Voorts is ter zitting de commanditaire vennootschap C.V. Koraal Investments, vertegenwoordigd door E. Kuijpers en R. Heutink, gehoord.
Partijen hebben ter zitting toestemming gegeven onmiddellijk uitspraak te doen in de hoofdzaak.
Overwegingen
1. In dit geval kan nader onderzoek redelijkerwijs niet bijdragen aan de beoordeling van de zaak en bestaat ook overigens geen beletsel om met toepassing van artikel 8:86, eerste lid, van de Awb onmiddellijk uitspraak te doen in de hoofdzaak.

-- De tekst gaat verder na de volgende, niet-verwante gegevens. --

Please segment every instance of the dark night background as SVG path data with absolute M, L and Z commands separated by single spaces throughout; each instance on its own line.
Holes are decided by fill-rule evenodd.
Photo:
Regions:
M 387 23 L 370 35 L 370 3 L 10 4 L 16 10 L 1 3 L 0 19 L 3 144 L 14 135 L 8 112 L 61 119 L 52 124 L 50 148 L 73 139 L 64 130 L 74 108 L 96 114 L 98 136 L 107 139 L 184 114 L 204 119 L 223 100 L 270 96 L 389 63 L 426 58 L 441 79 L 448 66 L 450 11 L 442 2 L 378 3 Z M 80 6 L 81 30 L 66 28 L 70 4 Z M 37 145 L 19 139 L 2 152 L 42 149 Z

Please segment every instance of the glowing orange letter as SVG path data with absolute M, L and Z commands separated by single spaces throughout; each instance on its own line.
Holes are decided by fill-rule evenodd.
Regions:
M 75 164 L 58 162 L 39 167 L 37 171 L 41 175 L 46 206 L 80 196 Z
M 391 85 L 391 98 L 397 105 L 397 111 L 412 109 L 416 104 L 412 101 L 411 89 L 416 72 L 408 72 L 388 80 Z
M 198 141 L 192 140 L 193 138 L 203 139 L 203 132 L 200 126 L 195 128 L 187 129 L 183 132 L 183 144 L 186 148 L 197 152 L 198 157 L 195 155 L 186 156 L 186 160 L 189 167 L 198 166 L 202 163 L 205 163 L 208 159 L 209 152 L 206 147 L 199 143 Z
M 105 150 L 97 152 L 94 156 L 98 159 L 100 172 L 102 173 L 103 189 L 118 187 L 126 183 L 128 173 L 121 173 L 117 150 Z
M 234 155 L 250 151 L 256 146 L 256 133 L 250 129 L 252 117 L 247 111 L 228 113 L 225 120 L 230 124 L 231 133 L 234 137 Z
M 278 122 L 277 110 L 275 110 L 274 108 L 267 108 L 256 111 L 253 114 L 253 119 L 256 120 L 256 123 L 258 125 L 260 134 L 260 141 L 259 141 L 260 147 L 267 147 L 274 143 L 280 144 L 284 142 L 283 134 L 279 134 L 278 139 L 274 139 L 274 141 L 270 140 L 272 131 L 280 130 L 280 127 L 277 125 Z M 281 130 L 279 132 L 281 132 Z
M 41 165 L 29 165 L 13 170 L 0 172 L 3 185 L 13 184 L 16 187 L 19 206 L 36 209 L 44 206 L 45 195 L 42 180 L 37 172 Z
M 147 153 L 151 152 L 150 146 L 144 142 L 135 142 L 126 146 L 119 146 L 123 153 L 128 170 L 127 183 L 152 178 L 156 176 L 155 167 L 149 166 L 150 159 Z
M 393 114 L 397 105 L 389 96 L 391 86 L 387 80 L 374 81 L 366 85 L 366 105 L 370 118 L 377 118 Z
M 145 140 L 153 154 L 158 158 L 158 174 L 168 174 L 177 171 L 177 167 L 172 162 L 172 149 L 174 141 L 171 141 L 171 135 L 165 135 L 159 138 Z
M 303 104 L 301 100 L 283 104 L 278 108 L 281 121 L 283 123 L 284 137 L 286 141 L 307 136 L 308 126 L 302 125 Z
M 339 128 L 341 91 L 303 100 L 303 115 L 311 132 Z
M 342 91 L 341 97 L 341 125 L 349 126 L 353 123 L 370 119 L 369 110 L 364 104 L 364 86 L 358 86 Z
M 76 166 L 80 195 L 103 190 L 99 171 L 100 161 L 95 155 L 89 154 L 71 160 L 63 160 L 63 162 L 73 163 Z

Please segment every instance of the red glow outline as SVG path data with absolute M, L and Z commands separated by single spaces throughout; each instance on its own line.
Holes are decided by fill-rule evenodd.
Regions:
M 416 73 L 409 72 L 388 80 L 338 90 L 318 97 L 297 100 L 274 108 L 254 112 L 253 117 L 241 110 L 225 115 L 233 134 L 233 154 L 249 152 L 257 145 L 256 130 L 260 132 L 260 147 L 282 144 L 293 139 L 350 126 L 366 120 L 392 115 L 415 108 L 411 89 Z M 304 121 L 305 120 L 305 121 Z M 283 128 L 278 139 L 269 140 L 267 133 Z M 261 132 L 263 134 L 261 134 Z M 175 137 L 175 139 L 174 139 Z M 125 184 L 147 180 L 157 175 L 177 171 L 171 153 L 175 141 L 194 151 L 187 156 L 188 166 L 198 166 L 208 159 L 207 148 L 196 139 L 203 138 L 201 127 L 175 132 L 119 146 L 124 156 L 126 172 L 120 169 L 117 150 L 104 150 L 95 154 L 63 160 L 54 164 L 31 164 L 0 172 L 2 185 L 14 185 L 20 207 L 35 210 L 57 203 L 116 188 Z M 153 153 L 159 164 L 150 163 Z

2. Het plangebied betreft een gedeelte van een verouderd bedrijventerrein in de bebouwde kom van Woudenberg. Het plan voorziet ter plaatse in 21 woningen.
3. [appellant] stelt dat in de bestaande situatie sprake is van een parkeertekort en vreest dat het plan zal leiden tot een toename van parkeeroverlast. Volgens [appellant] wordt voorzien in onvoldoende parkeerplaatsen, althans is onvoldoende onderbouwd dat 33 parkeerplaatsen nodig zijn. Hij voert hiertoe aan dat onduidelijk is welke locatie in het stedelijke gebied en welke stedelijkheidsgraad als bedoeld in de publicatie van oktober 2012, "CROW, ASVV 2012, Aanbevelingen voor vekeersvoorzieningen binnen de bebouwde kom" van het Centrum voor Regelgeving en Onderzoek in de Grond-, Water-, en Wegenbouw en de Verkeerstechniek (hierna: CROW 2012) door de raad als uitgangspunt zijn gehanteerd. Voorts is onduidelijk welke tabel van de CROW 2012 is gehanteerd voor de zogenoemde rug-aan-rugwoningen, aldus [appellant].
3.1. Blijkens de verbeelding is aan de gronden in het westelijke gedeelte van het plangebied de bestemming "Verkeer - Verblijfsgebied" toegekend.
Ingevolge artikel 5.1 van de planregels zijn de voor "Verkeer - Verblijfsgebied" aangewezen gronden bestemd voor:
a. wegen met ten hoogste 2 x 1 doorgaande rijstrook […];
b. nutsvoorzieningen;
c. de bij deze doeleinden behorende voorzieningen zoals […] parkeervoorzieningen […].
Blijkens de plankaart van het bestemmingsplan "Woudenberg Dorp 2008-1e herziening", vastgesteld door de raad op 22 maart 2012, is aan de gronden tussen het onderhavige plangebied en de Nijverheidsweg de bestemming "Verkeer" toegekend.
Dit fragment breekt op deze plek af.